There in the lazy middle of August I read Etel Adnan's letters from Barcelona, Beirut, Berlin – Adnan who speaks so much poetic sense:
Why do foreigners – especially those from dominant countries – always occupy the terraces, the uppermost and top floors of buildings? Since childhood I've observed this phenomenon: people who in their own country probably lived in some dark flat, or a hole, wanted in Beirut to live on the highest floor possible, one with a view of the sea. Didn't they thereby have the eagle's view of the lamb? Yes, there must be something in all of this.
To clarify, and to back up Adnan's observation, I did stand this summer on other people's balconies – at a grown-up party in Prenzlauerberg; overlooking a 1930s sports stadium in Oslo, unexpected warmth on my shoulders. At an art opening the smoker's balcony was so over-populated with high-end Nikes I had to leave. Yes, the balcony in Europe is the quotidian version of a squat ivory tower. If often I feel like I have the metaphorical privilege of balconism,* I try to stay Erdgeschossian – grounded. I have never 'demanded a balcony' in my life.
And yet. The last weekend of summer at the Grillplatz of Templehof, smiling Americans and us Brits, grilling Wiener, drinking cava, caught in a haze of grill smoke… the wide horizon behind which the sun sets an orange disc. Flatlands of leisure, worn grass, but effectively on high. Soon a new refugee centre will be formed on Templehof. The city is receiving thousands of Flüchtlinge – those in flight, those who have fled – the German word conjures for me an image of batting wings – who find themselves without status in a way more fundamental than will ever be the case for me, passported and white, 'expat' rather than 'immigrant', wherever I move.
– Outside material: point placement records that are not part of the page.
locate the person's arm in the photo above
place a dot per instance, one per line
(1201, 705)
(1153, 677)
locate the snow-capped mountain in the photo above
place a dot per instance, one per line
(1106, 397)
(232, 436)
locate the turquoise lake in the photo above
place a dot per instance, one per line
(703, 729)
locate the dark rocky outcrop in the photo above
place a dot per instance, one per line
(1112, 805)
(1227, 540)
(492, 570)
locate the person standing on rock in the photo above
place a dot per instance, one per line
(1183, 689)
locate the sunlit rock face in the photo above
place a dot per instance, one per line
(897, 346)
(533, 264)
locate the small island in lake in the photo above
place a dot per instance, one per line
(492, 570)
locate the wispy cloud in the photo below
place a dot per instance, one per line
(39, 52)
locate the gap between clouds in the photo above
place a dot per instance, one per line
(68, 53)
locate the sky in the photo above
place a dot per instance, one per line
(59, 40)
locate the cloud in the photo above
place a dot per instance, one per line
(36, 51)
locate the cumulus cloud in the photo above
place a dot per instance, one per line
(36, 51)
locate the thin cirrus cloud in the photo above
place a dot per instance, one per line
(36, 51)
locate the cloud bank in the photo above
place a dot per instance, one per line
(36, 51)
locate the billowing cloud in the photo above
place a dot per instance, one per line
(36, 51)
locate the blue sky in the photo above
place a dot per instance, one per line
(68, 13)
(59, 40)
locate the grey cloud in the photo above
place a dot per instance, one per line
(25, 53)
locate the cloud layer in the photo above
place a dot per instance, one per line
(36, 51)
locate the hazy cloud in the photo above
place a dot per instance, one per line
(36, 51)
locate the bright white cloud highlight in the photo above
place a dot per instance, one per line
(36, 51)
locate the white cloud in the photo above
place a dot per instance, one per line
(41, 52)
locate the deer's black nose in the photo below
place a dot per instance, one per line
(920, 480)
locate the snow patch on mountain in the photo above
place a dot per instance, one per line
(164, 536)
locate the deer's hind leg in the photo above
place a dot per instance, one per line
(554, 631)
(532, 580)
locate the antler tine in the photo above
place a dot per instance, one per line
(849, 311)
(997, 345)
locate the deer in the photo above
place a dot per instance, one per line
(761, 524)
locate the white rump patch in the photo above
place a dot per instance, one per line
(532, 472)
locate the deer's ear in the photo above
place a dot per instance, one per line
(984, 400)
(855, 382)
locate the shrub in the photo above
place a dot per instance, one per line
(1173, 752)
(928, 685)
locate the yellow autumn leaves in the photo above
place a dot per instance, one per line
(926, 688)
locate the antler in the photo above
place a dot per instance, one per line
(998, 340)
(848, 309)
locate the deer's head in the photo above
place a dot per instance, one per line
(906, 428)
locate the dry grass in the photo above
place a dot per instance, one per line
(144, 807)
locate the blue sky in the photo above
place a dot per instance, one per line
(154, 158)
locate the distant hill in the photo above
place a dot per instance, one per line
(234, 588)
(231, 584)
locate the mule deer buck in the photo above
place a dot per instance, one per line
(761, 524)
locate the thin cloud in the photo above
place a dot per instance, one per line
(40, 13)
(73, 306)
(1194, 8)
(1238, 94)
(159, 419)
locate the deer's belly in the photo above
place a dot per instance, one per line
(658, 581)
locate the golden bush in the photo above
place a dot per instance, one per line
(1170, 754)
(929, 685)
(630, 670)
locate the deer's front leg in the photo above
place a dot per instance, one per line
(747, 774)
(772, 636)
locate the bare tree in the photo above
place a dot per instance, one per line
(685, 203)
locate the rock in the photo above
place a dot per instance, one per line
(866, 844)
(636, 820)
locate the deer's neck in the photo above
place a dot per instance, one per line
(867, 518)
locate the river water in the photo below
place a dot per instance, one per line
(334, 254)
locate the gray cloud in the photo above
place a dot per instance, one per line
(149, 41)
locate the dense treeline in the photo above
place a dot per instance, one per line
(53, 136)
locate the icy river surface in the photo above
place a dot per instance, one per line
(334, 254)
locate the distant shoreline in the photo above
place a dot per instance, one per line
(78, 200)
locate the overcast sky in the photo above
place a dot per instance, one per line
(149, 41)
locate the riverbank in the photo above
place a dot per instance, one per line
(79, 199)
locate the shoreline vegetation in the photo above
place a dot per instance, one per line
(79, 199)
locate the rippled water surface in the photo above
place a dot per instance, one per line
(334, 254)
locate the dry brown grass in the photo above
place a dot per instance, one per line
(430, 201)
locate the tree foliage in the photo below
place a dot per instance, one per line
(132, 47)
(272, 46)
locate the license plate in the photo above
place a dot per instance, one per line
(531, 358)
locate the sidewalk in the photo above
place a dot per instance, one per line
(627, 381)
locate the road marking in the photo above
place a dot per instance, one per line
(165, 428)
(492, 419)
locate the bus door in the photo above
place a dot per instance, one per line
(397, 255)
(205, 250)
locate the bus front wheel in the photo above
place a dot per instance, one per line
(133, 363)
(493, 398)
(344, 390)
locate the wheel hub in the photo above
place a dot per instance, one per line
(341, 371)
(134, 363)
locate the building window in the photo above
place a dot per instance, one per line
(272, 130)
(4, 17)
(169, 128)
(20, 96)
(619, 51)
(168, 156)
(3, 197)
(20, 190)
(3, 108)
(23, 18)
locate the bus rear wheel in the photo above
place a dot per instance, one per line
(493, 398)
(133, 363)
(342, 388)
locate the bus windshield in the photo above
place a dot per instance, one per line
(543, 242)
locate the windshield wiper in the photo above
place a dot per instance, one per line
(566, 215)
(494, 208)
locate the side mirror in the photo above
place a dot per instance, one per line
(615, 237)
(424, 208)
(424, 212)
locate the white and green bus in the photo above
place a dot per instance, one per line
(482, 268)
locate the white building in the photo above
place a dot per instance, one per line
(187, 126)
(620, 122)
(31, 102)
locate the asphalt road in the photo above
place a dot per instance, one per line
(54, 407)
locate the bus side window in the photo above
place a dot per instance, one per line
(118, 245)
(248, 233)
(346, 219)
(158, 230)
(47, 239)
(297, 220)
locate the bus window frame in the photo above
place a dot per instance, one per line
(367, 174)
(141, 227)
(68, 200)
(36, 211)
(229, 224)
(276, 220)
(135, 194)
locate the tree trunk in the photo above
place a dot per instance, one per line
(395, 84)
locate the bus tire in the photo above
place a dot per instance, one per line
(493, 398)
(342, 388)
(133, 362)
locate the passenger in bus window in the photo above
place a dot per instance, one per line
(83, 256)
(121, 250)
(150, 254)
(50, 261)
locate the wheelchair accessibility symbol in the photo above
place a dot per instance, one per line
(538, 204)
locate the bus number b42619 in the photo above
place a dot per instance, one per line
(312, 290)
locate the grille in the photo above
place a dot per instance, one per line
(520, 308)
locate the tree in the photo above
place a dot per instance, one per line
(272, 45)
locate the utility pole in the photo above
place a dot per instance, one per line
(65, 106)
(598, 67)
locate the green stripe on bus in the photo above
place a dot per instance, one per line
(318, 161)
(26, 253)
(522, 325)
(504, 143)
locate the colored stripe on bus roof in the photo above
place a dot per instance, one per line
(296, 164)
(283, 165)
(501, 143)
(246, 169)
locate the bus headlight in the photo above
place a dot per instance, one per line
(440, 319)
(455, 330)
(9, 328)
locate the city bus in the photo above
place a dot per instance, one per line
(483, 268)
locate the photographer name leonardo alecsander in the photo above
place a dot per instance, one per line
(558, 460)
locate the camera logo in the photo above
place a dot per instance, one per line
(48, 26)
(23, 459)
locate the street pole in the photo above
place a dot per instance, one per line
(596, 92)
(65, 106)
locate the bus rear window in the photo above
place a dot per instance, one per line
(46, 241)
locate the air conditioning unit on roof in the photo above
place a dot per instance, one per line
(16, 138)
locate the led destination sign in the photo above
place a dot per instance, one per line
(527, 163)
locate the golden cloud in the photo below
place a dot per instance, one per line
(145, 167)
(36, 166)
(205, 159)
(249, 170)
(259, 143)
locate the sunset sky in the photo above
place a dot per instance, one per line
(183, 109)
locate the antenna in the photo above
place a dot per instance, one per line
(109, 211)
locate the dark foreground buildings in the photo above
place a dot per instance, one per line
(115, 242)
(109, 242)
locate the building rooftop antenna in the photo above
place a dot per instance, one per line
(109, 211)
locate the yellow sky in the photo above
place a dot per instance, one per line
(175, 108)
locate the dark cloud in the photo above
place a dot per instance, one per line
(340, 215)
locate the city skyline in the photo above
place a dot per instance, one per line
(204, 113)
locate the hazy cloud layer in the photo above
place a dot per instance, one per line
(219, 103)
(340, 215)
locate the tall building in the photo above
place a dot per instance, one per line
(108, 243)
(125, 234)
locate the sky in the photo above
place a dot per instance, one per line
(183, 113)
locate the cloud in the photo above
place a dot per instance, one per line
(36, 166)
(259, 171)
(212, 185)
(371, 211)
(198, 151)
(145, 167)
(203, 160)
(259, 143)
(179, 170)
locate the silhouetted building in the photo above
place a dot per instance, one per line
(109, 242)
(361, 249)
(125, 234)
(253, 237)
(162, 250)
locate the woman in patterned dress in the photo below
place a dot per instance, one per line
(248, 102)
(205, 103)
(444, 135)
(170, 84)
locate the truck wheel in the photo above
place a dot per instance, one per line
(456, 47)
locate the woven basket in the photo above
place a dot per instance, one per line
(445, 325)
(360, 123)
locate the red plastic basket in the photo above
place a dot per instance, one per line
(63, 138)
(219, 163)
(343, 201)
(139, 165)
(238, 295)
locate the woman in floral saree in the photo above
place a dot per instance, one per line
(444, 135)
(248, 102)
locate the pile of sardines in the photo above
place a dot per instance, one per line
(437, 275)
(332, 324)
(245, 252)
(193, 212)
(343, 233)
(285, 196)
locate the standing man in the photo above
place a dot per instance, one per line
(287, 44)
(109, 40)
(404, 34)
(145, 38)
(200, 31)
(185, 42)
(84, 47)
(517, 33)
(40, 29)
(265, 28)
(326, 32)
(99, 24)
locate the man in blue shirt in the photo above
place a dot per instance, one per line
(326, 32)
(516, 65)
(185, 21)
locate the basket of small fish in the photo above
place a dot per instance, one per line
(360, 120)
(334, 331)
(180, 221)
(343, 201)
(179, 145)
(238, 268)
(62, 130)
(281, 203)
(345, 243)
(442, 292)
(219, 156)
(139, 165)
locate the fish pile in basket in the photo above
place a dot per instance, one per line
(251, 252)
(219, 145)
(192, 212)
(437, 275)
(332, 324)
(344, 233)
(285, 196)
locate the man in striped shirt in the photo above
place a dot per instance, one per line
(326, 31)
I am troubled for their shelter, and help in small, incremental ways, translating phrases, linking people with other people, rolling out beds on site. The word freedom follows me as I leave the shelter and catch the S-Bahn home. I walk away with the freedom that the structures (balconies?) of Britain & Europe have granted me. I'm typing, and there is a thunderstorm outside. Are the people inside the shelter yet? Have the security opened the doors to non-volunteers? Did they find more bedcovers? Feeling is the minimum human reaction one can have.** Feeling does not change the status quo. Neither really does writing this down; this is not what I want to say; the stories of those arriving are not my stories to tell.*** Feeling empathy does not excuse me from my position, balcon or non.
*Term from artist Constant Dullaart's book of the same name, though my usage has more to do with platforms of privilege than communication.
**As this article by Teju Cole on white sentimentality reminds me.
***The International Women's Space in Berlin, a group of migrant and refugee women coming from former colonised countries, tell their own stories. Read Daniel Trilling's research tracing migrants' journeys into Europe.